Inspired by Olaf’s recap of “Frozen” in “Frozen 2,” Olaf and his buddies on Arendelle retell the stories of “The Lion King,” “Aladdin,” “Moana,” “Tangled,” and “The Little Mermaid,” all in under two minutes each or less. If you’re familiar with speech team, it’s as if Olaf is turning each Disney movie into a humorous interpretation performance, complete with character pops, voice changes, and the addition of props and secondary performers in the form of the Snowgies and Sven the reindeer. Totaling just under 10 minutes, “Olaf Presents” is one of Disney+’s most impressive shorts series, and easily the strongest “Frozen” spin-off yet.

The Remarkable Range of Josh Gad as Olaf

“Olaf Presents” lives and dies by Gad’s performance, who really pulls out all the stops with his characterizations. Not only is Gad trying to emulate some of the most memorable animated characters in history, but is doing so through the lens of Olaf the Snowman’s personality and perspective. Gad absolutely nails what makes characters like Ariel, Ursula, Jafar, Scar, Pumba, Rapunzel, Maui, Moana, and Princess Jasmine so beloved, and lovingly pokes fun at some of the more ridiculous melodrama hidden in films like “The Little Mermaid” and “Aladdin.” As much as “Olaf Presents” is a love letter to the movies that helped turn Disney into an empire, it’s also an acknowledgement that sometimes the stories could have used a little more fine tuning.

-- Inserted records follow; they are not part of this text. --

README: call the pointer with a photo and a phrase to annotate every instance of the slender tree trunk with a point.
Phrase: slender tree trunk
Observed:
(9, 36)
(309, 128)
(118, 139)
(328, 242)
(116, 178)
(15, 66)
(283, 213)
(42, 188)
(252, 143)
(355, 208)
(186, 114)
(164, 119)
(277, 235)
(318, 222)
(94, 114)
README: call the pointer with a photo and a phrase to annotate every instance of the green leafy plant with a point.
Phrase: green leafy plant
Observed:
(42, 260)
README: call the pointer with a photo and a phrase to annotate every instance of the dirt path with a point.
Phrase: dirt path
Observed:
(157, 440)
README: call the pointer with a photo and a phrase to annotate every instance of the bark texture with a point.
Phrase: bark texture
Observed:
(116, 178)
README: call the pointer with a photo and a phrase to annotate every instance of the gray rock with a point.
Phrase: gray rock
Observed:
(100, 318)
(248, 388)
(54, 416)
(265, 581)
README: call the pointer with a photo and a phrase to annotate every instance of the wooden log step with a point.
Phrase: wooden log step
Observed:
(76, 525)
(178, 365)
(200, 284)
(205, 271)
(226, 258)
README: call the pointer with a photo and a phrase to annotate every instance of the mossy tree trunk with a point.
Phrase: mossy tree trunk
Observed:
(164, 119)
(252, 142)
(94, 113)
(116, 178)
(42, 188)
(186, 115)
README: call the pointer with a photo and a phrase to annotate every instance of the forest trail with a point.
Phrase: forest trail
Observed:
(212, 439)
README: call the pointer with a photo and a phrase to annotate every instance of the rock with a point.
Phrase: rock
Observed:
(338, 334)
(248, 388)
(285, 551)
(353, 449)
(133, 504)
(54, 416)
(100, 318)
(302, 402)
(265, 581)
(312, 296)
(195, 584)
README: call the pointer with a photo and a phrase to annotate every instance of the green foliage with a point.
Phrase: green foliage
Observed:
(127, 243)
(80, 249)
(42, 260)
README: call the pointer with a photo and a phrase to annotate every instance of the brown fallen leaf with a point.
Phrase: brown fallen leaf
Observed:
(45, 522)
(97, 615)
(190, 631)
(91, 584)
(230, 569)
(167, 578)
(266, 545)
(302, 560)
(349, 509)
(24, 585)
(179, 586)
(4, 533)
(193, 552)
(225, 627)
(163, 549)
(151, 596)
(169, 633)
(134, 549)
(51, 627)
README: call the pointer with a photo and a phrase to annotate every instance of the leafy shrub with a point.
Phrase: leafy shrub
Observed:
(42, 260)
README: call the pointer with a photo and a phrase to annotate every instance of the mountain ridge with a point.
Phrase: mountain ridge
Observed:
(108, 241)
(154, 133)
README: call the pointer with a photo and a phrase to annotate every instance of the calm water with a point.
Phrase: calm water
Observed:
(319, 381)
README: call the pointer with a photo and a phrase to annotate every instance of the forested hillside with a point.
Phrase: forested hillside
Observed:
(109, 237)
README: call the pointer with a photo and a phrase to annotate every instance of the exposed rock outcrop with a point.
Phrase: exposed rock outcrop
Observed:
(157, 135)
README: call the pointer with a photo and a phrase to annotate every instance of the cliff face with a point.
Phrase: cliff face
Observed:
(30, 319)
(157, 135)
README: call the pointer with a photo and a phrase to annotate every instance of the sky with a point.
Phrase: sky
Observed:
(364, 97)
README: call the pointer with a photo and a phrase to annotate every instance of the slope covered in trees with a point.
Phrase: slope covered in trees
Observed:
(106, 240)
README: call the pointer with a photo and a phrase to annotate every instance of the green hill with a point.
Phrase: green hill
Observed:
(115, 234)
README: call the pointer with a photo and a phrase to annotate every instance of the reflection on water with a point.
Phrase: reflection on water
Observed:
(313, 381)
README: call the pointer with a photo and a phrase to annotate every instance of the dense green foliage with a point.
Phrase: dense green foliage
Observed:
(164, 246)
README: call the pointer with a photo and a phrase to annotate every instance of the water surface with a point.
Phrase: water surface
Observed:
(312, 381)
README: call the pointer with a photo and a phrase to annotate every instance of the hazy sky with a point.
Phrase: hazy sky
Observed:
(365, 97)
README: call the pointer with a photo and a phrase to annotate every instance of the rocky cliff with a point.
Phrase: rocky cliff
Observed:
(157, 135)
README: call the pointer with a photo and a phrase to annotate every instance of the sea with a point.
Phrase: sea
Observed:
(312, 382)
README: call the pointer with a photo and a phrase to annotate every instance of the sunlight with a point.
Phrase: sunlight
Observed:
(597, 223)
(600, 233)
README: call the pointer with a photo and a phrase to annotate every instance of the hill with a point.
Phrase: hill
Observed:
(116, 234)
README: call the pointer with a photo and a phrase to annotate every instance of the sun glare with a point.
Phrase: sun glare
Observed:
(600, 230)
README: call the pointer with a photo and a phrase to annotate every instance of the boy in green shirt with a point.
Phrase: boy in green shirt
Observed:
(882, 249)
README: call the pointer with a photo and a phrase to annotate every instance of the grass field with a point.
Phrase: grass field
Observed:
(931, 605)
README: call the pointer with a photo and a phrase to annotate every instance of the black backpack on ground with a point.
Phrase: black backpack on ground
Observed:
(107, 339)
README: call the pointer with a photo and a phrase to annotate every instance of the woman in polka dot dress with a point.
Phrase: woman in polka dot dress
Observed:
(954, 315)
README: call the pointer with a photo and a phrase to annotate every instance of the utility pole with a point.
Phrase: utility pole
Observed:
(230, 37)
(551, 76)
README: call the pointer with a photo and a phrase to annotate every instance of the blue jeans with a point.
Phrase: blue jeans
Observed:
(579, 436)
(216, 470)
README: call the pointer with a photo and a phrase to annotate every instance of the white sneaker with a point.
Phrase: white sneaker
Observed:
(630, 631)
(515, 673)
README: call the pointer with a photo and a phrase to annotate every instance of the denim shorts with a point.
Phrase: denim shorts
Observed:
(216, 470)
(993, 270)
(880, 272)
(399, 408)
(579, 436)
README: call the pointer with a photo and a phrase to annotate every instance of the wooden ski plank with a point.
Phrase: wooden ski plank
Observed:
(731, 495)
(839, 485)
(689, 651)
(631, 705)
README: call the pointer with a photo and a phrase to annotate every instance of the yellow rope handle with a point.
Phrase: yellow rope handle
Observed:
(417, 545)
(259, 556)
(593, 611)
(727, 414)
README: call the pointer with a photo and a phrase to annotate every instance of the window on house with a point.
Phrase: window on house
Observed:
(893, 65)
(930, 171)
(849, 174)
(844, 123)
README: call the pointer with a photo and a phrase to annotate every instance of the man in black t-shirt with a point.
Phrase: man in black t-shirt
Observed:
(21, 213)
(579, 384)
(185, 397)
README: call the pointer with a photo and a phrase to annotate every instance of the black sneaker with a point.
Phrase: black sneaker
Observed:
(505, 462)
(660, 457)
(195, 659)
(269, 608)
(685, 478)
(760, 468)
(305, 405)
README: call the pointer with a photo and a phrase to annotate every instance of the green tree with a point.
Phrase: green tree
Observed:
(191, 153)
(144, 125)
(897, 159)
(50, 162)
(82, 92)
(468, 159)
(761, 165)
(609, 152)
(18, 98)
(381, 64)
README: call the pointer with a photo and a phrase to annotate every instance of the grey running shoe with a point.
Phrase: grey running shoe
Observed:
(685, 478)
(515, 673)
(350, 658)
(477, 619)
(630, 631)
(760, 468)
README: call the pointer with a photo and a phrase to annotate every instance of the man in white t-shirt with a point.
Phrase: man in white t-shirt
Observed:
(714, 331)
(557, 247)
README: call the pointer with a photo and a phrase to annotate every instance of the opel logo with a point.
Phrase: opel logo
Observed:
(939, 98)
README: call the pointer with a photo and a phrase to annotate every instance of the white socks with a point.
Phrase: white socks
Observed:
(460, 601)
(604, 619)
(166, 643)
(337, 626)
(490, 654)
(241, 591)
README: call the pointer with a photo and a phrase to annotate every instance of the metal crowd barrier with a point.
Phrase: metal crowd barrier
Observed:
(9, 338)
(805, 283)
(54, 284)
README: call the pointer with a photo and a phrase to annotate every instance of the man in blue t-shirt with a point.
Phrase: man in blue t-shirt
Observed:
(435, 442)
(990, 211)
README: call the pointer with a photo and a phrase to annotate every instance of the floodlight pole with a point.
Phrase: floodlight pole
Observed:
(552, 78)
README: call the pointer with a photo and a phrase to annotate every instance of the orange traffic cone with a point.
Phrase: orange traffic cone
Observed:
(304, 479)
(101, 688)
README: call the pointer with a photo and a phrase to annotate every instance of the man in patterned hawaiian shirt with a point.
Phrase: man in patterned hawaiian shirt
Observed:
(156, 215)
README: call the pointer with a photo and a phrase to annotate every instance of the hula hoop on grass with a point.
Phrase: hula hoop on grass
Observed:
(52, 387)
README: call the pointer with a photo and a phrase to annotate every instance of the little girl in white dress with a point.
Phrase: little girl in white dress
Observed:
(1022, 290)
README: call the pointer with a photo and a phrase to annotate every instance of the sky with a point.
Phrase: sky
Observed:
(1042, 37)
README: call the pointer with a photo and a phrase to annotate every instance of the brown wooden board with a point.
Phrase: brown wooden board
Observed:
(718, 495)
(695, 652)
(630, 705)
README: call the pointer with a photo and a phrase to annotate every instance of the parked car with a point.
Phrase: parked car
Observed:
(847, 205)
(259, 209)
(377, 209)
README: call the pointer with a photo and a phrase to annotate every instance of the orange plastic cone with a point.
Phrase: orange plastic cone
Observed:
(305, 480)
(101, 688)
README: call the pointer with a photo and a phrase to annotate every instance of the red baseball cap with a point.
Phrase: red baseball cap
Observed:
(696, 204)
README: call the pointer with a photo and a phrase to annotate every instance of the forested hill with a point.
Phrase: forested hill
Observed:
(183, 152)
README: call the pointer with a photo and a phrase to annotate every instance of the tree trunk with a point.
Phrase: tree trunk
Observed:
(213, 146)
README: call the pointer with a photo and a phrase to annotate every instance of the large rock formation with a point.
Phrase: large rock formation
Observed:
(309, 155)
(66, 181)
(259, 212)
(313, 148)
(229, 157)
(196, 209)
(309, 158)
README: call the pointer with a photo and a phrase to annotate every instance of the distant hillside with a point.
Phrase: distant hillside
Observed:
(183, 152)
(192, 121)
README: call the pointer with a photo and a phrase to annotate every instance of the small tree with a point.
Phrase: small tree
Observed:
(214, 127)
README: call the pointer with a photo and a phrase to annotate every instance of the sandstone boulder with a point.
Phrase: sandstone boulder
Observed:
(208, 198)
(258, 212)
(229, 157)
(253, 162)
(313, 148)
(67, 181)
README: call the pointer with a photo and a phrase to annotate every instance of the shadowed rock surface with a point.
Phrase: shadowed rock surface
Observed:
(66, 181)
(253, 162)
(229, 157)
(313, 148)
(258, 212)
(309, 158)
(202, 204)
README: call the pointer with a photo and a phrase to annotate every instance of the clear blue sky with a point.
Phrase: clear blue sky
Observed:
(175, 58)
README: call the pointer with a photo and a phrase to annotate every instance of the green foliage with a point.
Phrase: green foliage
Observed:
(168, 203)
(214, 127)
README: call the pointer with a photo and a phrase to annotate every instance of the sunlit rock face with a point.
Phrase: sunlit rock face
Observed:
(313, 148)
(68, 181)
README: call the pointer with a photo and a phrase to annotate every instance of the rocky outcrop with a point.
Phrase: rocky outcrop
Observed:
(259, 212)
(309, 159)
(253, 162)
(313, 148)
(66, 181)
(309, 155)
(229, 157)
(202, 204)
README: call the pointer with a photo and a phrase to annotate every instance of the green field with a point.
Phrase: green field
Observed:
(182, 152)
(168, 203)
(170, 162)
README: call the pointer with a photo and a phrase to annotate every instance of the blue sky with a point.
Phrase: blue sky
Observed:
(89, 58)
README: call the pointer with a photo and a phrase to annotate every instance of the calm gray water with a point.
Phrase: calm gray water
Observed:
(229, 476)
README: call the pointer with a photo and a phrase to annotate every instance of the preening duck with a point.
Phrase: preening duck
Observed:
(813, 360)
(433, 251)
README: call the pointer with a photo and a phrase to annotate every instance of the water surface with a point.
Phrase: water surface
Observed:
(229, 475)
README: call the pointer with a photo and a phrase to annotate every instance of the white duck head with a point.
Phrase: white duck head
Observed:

Gad’s voiceover work is masterful, successfully differentiating each character from one another while maintaining the trademark Olaf inflections. Doing impressions is hard enough, but doing an impression of someone doing an impression is damn near impossible. It never feels like Gad is imitating someone, it constantly feels like Olaf is behind the imitations. “Olaf Presents” proves that both Gad and Olaf the character are more than capable of carrying an entire film on their own. “Olaf” solo feature when, Disney?